Season_End_Year,Away,awaywins,awaydraws,awayloses,awaygoalsscored,awaygoalsconceded
2018,Manchester City,16,2,1,45,13
2005,Chelsea,15,3,1,37,9
2009,Chelsea,14,2,3,35,12
2002,Arsenal,14,5,0,37,11
2020,Liverpool,14,2,3,33,17


Only one team in Premier League history has achieved *16 out of 19 away wins* in a single season. 
This team is *Manchester City* in 2017/2018 season.

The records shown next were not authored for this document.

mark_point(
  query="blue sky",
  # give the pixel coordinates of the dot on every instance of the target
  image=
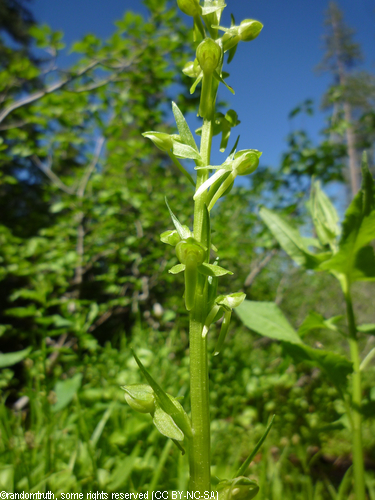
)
(270, 75)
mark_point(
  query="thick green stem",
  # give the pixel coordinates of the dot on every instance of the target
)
(358, 464)
(199, 452)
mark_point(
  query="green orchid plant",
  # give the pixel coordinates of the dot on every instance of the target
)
(195, 250)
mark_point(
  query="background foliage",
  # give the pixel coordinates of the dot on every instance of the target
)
(83, 275)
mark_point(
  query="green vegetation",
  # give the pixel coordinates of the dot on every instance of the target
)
(85, 281)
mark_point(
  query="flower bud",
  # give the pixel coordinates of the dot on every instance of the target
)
(246, 161)
(249, 29)
(231, 38)
(192, 69)
(161, 140)
(189, 7)
(208, 55)
(140, 397)
(190, 252)
(171, 237)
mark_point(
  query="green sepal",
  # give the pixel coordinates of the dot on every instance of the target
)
(212, 270)
(240, 488)
(183, 128)
(183, 231)
(231, 301)
(167, 403)
(177, 269)
(197, 81)
(166, 425)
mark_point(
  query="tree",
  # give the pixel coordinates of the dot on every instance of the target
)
(347, 94)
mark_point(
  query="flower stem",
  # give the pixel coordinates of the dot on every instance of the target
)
(199, 452)
(358, 464)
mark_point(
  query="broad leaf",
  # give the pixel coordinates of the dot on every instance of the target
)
(183, 127)
(290, 240)
(315, 321)
(167, 403)
(268, 320)
(12, 358)
(324, 216)
(355, 260)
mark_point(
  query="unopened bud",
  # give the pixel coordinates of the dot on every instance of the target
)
(249, 29)
(189, 7)
(190, 252)
(160, 139)
(140, 397)
(246, 161)
(192, 69)
(208, 55)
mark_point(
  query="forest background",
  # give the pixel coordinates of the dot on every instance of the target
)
(84, 274)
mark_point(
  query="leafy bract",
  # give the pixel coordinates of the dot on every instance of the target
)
(183, 231)
(166, 425)
(315, 321)
(183, 128)
(324, 216)
(291, 241)
(166, 402)
(268, 320)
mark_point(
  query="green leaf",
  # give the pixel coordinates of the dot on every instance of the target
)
(212, 270)
(167, 403)
(183, 151)
(336, 367)
(291, 241)
(183, 232)
(166, 425)
(12, 358)
(324, 216)
(267, 319)
(183, 127)
(353, 261)
(316, 321)
(65, 391)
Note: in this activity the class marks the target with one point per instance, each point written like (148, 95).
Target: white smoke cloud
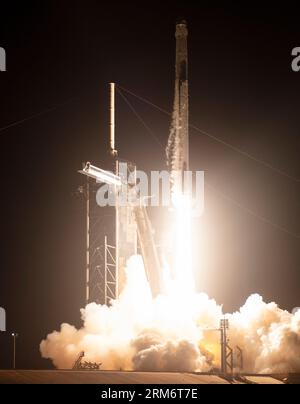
(175, 333)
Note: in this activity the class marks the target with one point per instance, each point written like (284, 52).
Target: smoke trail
(167, 333)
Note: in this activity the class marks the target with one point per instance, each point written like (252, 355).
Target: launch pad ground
(122, 377)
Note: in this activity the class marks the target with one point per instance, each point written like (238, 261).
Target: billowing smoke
(175, 333)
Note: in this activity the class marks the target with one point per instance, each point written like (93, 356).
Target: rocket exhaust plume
(138, 332)
(177, 330)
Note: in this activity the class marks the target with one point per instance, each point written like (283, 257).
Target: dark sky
(242, 90)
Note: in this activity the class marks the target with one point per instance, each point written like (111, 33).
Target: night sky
(60, 58)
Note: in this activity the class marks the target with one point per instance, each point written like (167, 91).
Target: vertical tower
(178, 143)
(182, 94)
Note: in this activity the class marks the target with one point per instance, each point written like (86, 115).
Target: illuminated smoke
(170, 333)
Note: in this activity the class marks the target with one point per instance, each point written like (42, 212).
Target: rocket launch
(178, 144)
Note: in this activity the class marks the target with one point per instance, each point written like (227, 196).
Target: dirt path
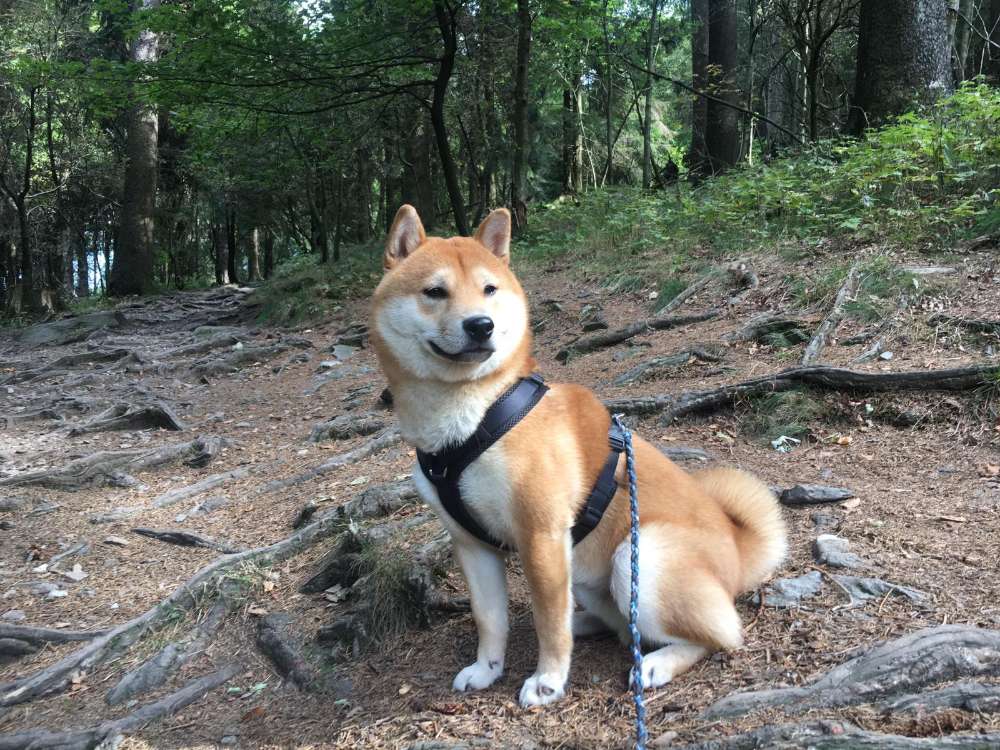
(85, 459)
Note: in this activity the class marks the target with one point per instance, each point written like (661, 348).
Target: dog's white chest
(486, 492)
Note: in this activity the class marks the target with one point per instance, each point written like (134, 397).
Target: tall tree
(519, 177)
(903, 59)
(132, 272)
(722, 130)
(647, 124)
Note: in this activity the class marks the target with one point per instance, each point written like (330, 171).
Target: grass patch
(789, 413)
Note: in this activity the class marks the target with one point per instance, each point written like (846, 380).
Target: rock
(863, 589)
(814, 494)
(76, 575)
(835, 551)
(789, 592)
(825, 522)
(343, 352)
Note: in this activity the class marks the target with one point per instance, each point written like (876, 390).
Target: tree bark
(647, 125)
(519, 189)
(697, 155)
(446, 24)
(132, 272)
(903, 59)
(722, 133)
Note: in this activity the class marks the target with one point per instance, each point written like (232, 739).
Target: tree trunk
(519, 177)
(722, 133)
(253, 254)
(903, 59)
(232, 246)
(132, 272)
(647, 125)
(446, 64)
(697, 155)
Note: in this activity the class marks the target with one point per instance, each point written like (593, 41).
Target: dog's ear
(405, 236)
(494, 234)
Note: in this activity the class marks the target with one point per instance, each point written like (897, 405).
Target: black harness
(444, 469)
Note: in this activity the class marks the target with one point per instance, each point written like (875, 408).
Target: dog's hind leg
(485, 573)
(683, 607)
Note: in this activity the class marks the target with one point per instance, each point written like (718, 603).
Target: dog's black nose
(479, 327)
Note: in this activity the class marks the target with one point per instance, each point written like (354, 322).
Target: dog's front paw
(541, 689)
(477, 676)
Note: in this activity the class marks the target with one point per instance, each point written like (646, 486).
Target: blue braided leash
(641, 735)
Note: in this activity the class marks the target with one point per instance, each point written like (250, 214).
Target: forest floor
(922, 466)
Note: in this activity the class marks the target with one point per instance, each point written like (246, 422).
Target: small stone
(76, 575)
(835, 551)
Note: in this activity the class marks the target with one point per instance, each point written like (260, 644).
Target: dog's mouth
(473, 352)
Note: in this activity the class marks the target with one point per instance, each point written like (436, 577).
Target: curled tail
(754, 510)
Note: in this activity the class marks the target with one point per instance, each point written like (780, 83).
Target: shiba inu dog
(451, 330)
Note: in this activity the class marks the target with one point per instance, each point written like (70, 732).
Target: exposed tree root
(967, 696)
(826, 329)
(204, 485)
(47, 635)
(113, 467)
(911, 662)
(56, 677)
(154, 672)
(86, 739)
(384, 439)
(132, 417)
(610, 338)
(823, 378)
(187, 539)
(840, 735)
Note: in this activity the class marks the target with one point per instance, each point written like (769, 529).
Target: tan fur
(709, 536)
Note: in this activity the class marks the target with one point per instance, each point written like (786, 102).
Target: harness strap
(444, 468)
(604, 489)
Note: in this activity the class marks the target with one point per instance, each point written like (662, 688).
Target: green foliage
(925, 180)
(788, 413)
(303, 290)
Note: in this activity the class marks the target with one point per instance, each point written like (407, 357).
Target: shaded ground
(925, 516)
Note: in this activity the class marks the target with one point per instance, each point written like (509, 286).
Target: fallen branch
(913, 661)
(383, 440)
(833, 318)
(86, 739)
(840, 735)
(819, 377)
(57, 677)
(113, 468)
(610, 338)
(208, 483)
(187, 539)
(132, 417)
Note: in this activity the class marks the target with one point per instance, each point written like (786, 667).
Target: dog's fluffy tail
(760, 530)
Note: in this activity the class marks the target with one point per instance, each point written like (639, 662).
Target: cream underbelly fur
(451, 330)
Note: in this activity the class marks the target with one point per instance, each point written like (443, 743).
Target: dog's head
(449, 309)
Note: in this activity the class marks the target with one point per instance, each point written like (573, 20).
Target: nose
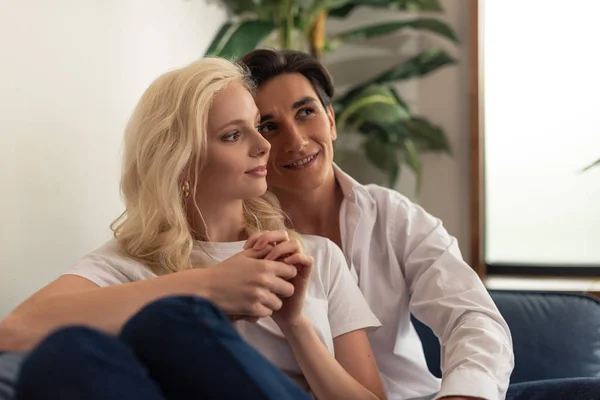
(262, 146)
(294, 138)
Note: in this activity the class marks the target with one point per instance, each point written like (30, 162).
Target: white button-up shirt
(406, 262)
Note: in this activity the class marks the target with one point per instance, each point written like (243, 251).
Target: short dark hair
(265, 64)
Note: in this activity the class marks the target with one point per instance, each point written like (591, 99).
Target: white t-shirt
(334, 303)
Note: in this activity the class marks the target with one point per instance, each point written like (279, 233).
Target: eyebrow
(297, 104)
(236, 122)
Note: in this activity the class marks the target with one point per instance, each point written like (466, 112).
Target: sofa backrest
(555, 335)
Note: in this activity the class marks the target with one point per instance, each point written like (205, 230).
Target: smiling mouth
(302, 161)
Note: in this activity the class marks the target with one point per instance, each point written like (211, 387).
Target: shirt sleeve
(348, 310)
(448, 296)
(106, 266)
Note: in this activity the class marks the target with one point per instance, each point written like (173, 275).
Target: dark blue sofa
(555, 335)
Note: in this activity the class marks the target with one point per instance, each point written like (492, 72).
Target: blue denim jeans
(175, 348)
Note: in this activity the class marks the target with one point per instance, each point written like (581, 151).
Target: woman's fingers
(284, 249)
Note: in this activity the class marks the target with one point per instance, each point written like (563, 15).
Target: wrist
(294, 326)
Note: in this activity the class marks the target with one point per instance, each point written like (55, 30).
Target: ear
(331, 117)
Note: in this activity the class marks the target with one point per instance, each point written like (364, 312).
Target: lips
(259, 169)
(302, 161)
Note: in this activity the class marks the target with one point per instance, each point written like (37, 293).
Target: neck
(316, 211)
(220, 221)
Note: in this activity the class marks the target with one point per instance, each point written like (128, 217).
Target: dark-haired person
(402, 257)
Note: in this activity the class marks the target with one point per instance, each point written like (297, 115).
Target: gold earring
(185, 188)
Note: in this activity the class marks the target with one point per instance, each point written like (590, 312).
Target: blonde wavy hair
(165, 140)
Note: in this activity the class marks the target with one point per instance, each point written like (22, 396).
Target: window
(541, 118)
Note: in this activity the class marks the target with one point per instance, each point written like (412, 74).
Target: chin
(255, 192)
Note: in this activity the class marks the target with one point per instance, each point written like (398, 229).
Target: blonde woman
(201, 243)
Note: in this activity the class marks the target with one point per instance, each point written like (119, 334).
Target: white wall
(444, 98)
(71, 71)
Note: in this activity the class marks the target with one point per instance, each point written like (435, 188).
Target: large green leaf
(235, 39)
(394, 133)
(374, 103)
(402, 5)
(592, 165)
(383, 156)
(420, 65)
(419, 5)
(367, 32)
(427, 136)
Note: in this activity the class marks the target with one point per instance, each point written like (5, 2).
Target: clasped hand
(268, 278)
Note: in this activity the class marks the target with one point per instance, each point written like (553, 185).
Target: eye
(265, 128)
(305, 112)
(231, 137)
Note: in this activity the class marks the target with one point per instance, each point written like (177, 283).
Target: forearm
(326, 377)
(106, 309)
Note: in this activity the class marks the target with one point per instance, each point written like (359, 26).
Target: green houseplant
(393, 134)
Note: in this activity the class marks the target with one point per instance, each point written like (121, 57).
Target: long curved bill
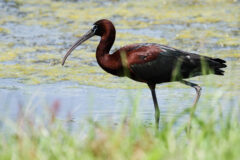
(85, 37)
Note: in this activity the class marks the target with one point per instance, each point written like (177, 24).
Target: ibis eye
(94, 28)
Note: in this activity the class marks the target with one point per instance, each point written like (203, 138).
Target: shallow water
(34, 37)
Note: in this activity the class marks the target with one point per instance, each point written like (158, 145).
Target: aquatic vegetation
(202, 23)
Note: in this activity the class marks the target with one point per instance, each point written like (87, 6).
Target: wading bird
(150, 63)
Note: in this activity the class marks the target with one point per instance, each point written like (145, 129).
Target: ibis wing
(172, 64)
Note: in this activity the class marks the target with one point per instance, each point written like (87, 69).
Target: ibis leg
(157, 111)
(198, 91)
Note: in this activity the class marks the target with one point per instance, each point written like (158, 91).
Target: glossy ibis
(150, 63)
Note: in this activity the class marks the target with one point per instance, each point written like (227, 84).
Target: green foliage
(213, 136)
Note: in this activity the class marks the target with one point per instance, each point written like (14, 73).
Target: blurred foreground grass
(214, 135)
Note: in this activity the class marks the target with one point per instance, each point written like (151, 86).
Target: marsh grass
(214, 135)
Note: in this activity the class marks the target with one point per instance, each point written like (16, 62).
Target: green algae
(202, 23)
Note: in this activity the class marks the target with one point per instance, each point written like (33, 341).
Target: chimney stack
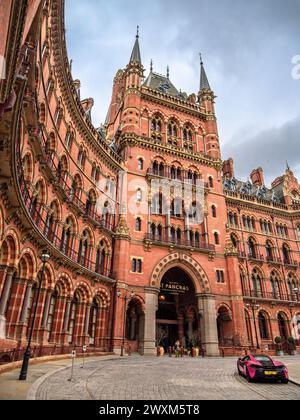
(228, 169)
(257, 177)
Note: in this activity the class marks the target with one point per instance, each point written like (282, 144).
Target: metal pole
(72, 370)
(256, 335)
(24, 370)
(124, 327)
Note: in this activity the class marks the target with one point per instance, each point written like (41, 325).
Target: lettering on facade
(172, 286)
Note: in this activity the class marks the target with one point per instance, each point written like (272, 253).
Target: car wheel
(249, 379)
(239, 370)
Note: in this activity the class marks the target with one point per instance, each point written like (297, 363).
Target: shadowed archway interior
(177, 315)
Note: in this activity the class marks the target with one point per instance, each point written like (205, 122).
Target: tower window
(138, 224)
(220, 277)
(140, 164)
(137, 265)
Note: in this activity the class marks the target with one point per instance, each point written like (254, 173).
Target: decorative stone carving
(122, 231)
(230, 249)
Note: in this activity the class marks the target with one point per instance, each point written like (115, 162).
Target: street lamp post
(254, 306)
(23, 375)
(126, 298)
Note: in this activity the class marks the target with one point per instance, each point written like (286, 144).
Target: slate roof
(163, 84)
(136, 52)
(247, 188)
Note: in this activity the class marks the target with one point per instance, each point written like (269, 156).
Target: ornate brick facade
(128, 259)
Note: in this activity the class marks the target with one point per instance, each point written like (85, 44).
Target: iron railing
(165, 239)
(16, 354)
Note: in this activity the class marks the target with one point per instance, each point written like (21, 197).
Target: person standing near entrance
(177, 348)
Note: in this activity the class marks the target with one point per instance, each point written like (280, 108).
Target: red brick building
(115, 207)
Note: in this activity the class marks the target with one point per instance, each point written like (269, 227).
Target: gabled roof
(204, 83)
(163, 84)
(136, 52)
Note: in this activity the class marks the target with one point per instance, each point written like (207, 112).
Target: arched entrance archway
(205, 302)
(177, 316)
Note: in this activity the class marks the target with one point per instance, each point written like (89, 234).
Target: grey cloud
(247, 48)
(269, 149)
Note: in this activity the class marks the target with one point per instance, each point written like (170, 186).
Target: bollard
(84, 349)
(73, 356)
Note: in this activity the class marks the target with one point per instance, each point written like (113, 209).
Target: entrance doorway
(177, 315)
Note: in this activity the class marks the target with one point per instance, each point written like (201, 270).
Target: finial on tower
(136, 54)
(201, 61)
(204, 83)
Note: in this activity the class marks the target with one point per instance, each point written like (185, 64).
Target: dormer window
(156, 129)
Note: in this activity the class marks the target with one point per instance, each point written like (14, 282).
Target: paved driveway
(138, 378)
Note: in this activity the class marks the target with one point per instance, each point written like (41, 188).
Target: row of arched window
(277, 289)
(173, 131)
(272, 254)
(264, 326)
(249, 223)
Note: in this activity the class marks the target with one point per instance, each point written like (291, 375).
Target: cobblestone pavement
(138, 378)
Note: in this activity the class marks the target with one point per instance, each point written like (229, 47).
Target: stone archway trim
(188, 264)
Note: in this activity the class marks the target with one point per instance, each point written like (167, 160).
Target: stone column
(26, 303)
(207, 310)
(151, 306)
(132, 326)
(4, 302)
(190, 327)
(86, 338)
(46, 309)
(65, 331)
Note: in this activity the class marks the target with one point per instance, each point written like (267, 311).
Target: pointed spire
(204, 84)
(136, 54)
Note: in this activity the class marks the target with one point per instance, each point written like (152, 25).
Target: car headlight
(256, 367)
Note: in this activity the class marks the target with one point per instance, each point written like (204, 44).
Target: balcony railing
(165, 239)
(271, 295)
(17, 354)
(184, 177)
(64, 181)
(39, 217)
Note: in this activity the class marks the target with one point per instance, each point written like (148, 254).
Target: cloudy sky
(247, 47)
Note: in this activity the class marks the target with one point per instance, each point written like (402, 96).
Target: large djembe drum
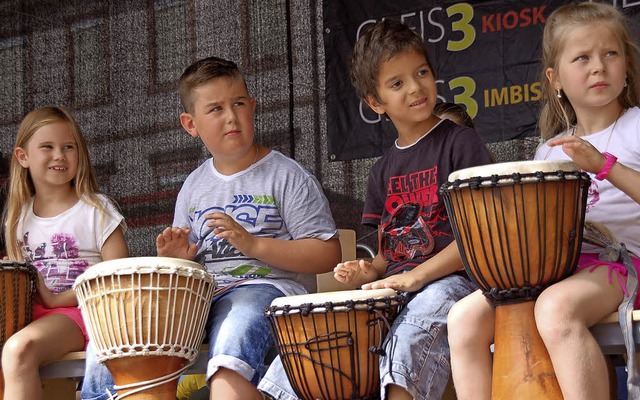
(330, 343)
(17, 289)
(146, 317)
(519, 229)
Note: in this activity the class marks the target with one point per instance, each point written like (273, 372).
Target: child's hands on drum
(582, 152)
(225, 227)
(44, 296)
(174, 242)
(406, 282)
(50, 299)
(355, 272)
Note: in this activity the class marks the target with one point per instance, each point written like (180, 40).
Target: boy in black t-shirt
(392, 74)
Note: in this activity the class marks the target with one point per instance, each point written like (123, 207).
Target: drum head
(320, 299)
(142, 265)
(521, 167)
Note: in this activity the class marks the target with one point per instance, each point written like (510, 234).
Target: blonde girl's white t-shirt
(64, 246)
(606, 204)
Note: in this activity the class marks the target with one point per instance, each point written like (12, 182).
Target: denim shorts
(237, 331)
(416, 350)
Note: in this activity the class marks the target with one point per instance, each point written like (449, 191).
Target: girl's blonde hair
(21, 188)
(557, 114)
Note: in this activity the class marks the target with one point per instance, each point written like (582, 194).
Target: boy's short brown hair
(379, 43)
(202, 72)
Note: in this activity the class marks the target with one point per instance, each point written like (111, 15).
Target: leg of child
(40, 342)
(97, 378)
(239, 340)
(228, 384)
(471, 326)
(416, 359)
(564, 312)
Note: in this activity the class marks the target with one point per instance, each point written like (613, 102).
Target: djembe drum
(146, 317)
(330, 343)
(519, 229)
(17, 288)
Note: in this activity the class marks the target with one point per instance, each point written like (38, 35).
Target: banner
(485, 54)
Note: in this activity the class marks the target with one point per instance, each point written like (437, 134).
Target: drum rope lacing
(384, 309)
(525, 292)
(146, 385)
(162, 334)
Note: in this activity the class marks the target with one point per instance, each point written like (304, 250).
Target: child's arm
(114, 247)
(311, 256)
(591, 160)
(174, 242)
(359, 272)
(444, 263)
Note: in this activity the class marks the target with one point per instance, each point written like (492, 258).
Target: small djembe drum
(146, 317)
(519, 229)
(17, 288)
(330, 343)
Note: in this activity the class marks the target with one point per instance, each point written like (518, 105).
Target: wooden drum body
(519, 229)
(146, 317)
(17, 288)
(330, 343)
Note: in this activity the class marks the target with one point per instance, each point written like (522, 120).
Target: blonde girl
(56, 220)
(590, 109)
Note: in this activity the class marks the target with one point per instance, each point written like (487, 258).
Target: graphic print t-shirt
(274, 198)
(64, 246)
(402, 193)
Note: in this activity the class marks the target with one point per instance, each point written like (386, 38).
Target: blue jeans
(417, 350)
(238, 334)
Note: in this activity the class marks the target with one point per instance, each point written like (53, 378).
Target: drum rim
(502, 169)
(144, 265)
(334, 301)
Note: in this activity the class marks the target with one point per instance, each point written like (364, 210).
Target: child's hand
(44, 296)
(174, 242)
(225, 227)
(582, 152)
(407, 282)
(355, 272)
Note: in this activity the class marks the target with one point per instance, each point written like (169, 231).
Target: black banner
(486, 56)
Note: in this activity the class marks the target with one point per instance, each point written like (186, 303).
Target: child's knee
(552, 319)
(15, 353)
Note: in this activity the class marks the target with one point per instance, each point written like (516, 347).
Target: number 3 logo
(462, 25)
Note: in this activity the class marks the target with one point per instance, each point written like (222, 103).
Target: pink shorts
(590, 260)
(40, 311)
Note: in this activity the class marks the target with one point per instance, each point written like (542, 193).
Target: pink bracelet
(608, 164)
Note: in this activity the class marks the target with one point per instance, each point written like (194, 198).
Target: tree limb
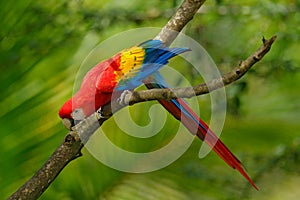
(70, 148)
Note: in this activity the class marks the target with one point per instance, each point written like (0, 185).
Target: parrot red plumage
(126, 71)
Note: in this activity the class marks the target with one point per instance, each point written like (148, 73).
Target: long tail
(181, 111)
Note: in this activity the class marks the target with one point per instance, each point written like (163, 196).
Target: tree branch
(70, 148)
(188, 92)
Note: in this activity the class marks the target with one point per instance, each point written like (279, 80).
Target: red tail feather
(205, 134)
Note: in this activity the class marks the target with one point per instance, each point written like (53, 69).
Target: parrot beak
(68, 123)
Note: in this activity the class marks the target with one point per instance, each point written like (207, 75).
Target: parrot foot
(124, 98)
(78, 115)
(101, 114)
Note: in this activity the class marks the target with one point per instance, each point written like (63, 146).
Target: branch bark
(70, 148)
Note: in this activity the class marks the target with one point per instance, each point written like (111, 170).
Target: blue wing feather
(156, 56)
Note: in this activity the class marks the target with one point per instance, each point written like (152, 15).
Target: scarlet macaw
(126, 71)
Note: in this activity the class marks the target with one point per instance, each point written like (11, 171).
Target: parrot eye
(68, 123)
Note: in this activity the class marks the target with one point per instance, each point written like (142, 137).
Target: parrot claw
(78, 114)
(124, 98)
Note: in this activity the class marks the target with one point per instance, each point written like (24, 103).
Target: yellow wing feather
(130, 63)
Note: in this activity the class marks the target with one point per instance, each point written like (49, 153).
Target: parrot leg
(78, 114)
(124, 98)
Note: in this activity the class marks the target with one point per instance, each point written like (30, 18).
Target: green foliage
(42, 44)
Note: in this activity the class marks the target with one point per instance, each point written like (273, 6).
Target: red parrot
(126, 71)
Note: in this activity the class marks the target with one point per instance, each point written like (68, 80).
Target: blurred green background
(43, 43)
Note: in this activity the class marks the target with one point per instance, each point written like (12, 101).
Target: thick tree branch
(188, 92)
(70, 148)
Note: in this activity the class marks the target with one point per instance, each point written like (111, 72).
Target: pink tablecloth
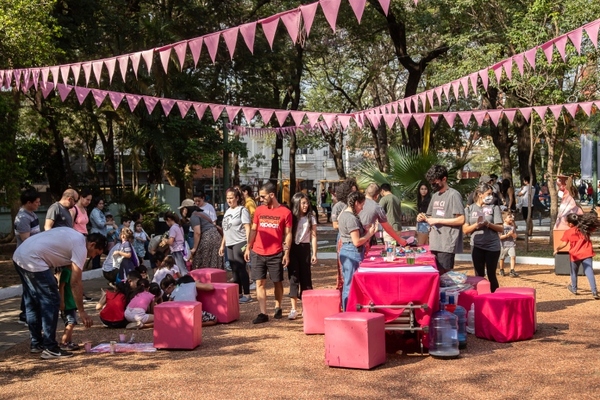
(373, 259)
(396, 286)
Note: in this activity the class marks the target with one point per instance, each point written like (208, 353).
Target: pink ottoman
(467, 298)
(504, 317)
(355, 340)
(526, 291)
(223, 302)
(480, 284)
(178, 325)
(316, 305)
(209, 275)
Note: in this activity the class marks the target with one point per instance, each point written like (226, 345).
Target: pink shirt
(141, 300)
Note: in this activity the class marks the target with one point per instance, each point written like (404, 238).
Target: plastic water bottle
(443, 333)
(471, 320)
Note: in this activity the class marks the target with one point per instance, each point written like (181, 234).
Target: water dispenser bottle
(443, 333)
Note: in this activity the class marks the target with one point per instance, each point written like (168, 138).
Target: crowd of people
(258, 242)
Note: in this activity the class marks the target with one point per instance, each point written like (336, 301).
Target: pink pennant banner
(248, 32)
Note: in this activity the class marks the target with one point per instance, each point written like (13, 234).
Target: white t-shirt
(57, 247)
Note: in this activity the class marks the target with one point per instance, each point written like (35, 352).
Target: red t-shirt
(270, 229)
(581, 248)
(114, 310)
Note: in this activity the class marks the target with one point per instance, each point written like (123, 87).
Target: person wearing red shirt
(581, 251)
(269, 248)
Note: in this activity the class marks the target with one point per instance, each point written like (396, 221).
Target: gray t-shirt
(337, 209)
(26, 221)
(444, 238)
(348, 223)
(233, 225)
(484, 238)
(371, 213)
(60, 215)
(391, 205)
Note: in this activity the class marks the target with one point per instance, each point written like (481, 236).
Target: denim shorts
(69, 317)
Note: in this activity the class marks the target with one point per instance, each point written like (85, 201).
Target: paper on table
(413, 268)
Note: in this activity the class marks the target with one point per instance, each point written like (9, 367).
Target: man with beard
(446, 217)
(271, 226)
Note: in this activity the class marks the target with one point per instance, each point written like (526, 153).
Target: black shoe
(56, 352)
(261, 318)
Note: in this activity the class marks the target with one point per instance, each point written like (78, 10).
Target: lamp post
(280, 180)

#### 9. Creating detailed overview of team's performance over all seasons from both new created tables

**COALESCE** was used to get first non-null selection (create one column from two columns).

In [29]:
%%sql
select
    coalesce(a."Season_End_Year", h."Season_End_Year") as Season_End_Year,
    coalesce(a."Away", h."Home") as Team,
    h.HomeWins, a.AwayWins,
    h.HomeDraws, a.AwayDraws,
	h.HomeLoses, a.AwayLoses,
    h.HomeGoalsScored, a.AwayGoalsScored,
    h.HomeGoalsConceded, a.AwayGoalsConceded
from away_wins a
left join home_wins h
    on a."Season_End_Year" = h."Season_End_Year"
    and a."Away" = h."Home"
limit 5;

 * postgresql://root:***@localhost:5432/pl_data
5 rows affected.


season_end_year,team,homewins,awaywins,homedraws,awaydraws,homeloses,awayloses,homegoalsscored,awaygoalsscored,homegoalsconceded,awaygoalsconceded
1993,Arsenal,8,7,6,5,7,9,25,15,20,18
1994,Arsenal,10,8,8,9,3,4,25,28,15,13
1995,Arsenal,6,7,9,3,6,11,27,25,21,28
1996,Arsenal,10,7,7,5,2,7,30,19,16,16
1997,Arsenal,10,9,5,6,4,4,36,26,18,14


#### 10. Creating short overview of team's performance over all seasons from both new created tables

In [32]:
%%sql
create table perf_overview As
select
    coalesce(a."Season_End_Year", h."Season_End_Year") as Season_End_Year,
    coalesce(a."Away", h."Home") as Team,
    h.HomeWins +  a.AwayWins as Wins,
    h.HomeDraws +  a.AwayDraws  as Draws,
	h.HomeLoses +  a.AwayLoses as Loses,
    h.HomeGoalsScored + a.AwayGoalsScored as GoalsScored,
    h.HomeGoalsConceded + a.AwayGoalsConceded as GoalsConceded,
    3*(h.HomeWins +  a.AwayWins) + 1*(h.HomeDraws +  a.AwayDraws) as Points
from away_wins a
left join home_wins h
    on a."Season_End_Year" = h."Season_End_Year"
    and a."Away" = h."Home";

 * postgresql://root:***@localhost:5432/pl_data
626 rows affected.


[]

#### 11. Finding the best season for every team in PL history in terms of points gained

To get the complete overview of the best season for each team I used **subquery** that retrieves the maximum points for each team and the corresponding season.
Than I **joined** that subquery with original table.

In [33]:
%%sql
select p.*
from perf_overview as p
inner join (
  select Team, max(Points) as MaxPoints
  from perf_overview
  group by Team
) as max_points
on p.Team = max_points.Team and p.Points = max_points.MaxPoints
order by Points DESC;

 * postgresql://root:***@localhost:5432/pl_data
53 rows affected.


season_end_year,team,wins,draws,loses,goalsscored,goalsconceded,points
2018,Manchester City,32,4,2,106,27,100
2020,Liverpool,32,3,3,85,33,99
2005,Chelsea,29,8,1,72,15,95
1994,Manchester Utd,27,11,4,80,38,92
2004,Arsenal,26,12,0,73,26,90
1995,Blackburn,27,8,7,80,39,89
2017,Tottenham,26,8,4,86,26,86
2016,Leicester City,23,12,3,68,36,81
1996,Newcastle Utd,24,6,8,66,37,78
1995,Nott'ham Forest,22,11,9,72,43,77


The only team in Premier League history to collect *100* points was *Manchester City* in *2017/2018* season.

Analysing this table it is possible to get some more interesting insights, e.g. less goals conceded, most goals scored etc.